A ABP foi idealizada na SBP, e iniciou suas atividades como um Conselho Acadêmico, pensando-se em manter uma contribuição científica de lideranças da Pediatria, mesmo depois de não mais estarem incluídos nos grupos executivos da entidade, e como espaço de discussões teóricas ou proposições relevantes para a saúde de crianças e adolescentes. Pediatras com grande experiência assistencial, em pesquisa ou políticas públicas que construíram a nossa história, têm confirmado essa excelência nos objetivos da ABP.

  1. Olhando hoje para sua trajetória como clínico, professor, gestor e líder associativo, que mensagem o senhor gostaria de deixar às novas gerações de pediatras e acadêmicos da ABP?

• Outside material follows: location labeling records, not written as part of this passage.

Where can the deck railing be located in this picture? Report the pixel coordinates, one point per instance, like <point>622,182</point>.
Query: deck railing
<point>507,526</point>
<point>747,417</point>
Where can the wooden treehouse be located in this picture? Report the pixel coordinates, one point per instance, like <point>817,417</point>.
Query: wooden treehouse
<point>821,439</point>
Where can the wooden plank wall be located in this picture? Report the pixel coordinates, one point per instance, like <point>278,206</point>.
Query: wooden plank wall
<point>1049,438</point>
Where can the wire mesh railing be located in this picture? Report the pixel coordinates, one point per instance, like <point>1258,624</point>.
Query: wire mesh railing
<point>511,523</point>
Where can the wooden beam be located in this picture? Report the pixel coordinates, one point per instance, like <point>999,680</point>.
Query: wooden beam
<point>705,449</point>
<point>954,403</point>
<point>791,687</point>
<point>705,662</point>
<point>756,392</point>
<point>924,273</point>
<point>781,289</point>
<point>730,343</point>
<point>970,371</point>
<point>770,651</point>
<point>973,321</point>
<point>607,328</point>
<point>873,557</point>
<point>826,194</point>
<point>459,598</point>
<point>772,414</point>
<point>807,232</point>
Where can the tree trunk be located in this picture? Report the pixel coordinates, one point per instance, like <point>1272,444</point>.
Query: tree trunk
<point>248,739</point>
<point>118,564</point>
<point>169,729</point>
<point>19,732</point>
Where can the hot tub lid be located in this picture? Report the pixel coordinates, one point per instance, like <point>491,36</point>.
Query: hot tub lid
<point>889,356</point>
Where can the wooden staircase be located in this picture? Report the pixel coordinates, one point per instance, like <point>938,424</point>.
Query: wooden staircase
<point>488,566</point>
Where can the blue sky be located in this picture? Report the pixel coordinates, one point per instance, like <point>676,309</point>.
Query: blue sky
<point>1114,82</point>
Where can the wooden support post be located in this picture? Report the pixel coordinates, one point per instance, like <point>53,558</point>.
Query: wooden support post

A SBP e ABP devem estar cada vez mais próximas como exemplos para que os mais jovens mantenham o interesse em atuar nesta área que tanto nos gratifica como médicos e é tão importante para a sociedade em geral, sendo essencial para a promoção da saúde de crianças e adolescentes no Brasil e a valorização da Pediatria entre todas as especialidades.